It’s finals week and the campus is empty — not of students, but of snow.
This December has been unusual in that regard. The United States Department of Agriculture reported that Utah’s overall precipitation is well below average for 2014. Most measurement points fall 50 percent below normal.
Derek Hodges, a senior in atmospheric science, said the lack of snow is caused by high pressure — an area with lots of atmospheric mass pressing onto the surface — in the west. Eastbound storms split at the high pressure area, “and some go north into Canada, and some go south, and basically that leaves us in between.”
This year’s precipitation corresponds to, but doesn’t prove or disprove, larger snowpack or temperature trends.
“You can’t tie an individual year as meaning everything, really,” Hodges said. “A couple years ago we had one of the biggest snowpacks on record, and before that one of the least. The big picture seems to be for an overall slow decline [in snowpack].”

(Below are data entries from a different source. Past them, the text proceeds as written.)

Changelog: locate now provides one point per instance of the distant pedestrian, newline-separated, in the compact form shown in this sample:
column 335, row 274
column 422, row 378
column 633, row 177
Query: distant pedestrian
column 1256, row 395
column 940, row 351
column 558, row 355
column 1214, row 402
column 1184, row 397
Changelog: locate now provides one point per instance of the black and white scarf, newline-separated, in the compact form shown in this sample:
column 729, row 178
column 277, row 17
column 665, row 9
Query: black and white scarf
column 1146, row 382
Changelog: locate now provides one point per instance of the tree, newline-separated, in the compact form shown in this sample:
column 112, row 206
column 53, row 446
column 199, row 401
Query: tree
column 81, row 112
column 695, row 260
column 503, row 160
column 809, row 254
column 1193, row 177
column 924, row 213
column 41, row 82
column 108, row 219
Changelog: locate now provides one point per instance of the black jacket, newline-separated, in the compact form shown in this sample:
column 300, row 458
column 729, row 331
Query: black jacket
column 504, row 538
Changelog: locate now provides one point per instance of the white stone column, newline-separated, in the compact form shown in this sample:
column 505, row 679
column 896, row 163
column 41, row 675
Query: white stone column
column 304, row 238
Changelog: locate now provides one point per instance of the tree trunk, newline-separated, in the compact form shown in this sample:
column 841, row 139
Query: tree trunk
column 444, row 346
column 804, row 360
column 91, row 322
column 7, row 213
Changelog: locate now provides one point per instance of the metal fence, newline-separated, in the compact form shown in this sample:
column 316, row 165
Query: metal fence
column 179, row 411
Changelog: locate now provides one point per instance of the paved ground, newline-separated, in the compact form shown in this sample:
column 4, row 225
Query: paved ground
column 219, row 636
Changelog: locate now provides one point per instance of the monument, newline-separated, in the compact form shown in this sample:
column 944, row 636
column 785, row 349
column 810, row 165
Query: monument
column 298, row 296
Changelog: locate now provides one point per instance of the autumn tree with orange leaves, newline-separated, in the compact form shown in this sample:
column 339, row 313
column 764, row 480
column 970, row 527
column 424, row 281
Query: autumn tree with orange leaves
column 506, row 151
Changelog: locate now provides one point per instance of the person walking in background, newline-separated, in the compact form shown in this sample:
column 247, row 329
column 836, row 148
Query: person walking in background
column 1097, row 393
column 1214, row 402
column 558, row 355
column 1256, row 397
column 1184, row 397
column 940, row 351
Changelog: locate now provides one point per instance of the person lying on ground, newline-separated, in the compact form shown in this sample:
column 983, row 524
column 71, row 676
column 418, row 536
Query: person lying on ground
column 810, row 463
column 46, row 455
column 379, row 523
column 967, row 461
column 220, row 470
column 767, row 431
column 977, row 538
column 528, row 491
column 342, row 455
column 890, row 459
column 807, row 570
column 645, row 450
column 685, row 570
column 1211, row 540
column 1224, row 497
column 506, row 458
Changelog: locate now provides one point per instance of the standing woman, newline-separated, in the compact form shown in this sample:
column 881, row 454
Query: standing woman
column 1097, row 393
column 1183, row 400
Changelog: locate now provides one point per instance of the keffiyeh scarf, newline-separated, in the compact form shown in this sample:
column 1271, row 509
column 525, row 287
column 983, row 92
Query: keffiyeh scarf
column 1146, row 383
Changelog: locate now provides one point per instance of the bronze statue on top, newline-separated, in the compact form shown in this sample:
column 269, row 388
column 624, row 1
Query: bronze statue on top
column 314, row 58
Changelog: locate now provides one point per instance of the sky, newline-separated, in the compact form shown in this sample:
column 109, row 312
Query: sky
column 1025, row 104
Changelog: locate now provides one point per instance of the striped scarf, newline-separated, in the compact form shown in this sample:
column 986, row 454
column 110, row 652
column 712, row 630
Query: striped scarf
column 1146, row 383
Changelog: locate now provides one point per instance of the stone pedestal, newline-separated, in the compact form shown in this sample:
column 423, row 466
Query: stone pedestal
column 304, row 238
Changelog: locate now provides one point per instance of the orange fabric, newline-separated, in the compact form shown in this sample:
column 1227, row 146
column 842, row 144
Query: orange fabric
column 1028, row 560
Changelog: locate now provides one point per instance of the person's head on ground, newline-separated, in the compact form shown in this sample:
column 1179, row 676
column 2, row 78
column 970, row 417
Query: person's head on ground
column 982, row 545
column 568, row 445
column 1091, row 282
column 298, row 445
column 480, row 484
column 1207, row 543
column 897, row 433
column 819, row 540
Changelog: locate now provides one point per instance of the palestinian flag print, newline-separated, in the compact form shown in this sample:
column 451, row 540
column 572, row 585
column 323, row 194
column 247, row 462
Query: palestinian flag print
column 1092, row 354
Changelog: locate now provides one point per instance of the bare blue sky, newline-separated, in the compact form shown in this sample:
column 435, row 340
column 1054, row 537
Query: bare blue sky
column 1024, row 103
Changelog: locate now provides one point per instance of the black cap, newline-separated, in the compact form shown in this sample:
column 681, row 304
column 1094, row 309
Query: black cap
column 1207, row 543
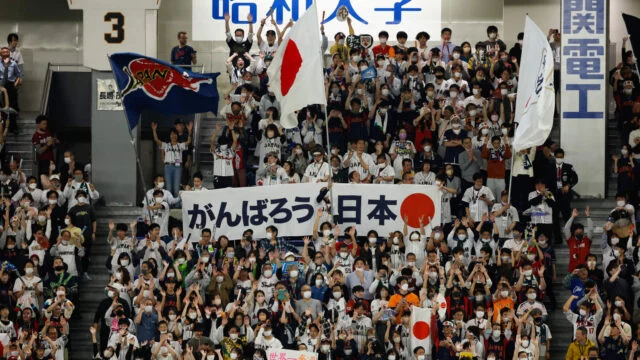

According to a 2012 study conducted by the Utah Climate Center at Utah State University, average winter snowfall has declined nine percent in the last century. Increasing temperatures leave precipitation falling as rain, instead of snow. However, rain is expected Saturday, which could bring snow to the valley.
Decreased snowpack also has an effect on water supply. Most of Salt Lake City’s water comes from mountain reservoirs filled by snowpack, according to the journal Earth Interactions. But a U.S. Geological Survey study found that Utah’s water usage has increased seven percent since 2005. This makes Utah the “thirstiest state in the nation at 248 gallons per person per day,” according to a KUER news story.
Hodges doesn’t ski, so for him, the lesson to learn from a decreasing snowpack is water conservation.
“People should pay attention,” he said. “And if things don’t turn around people should be careful about their water usage.”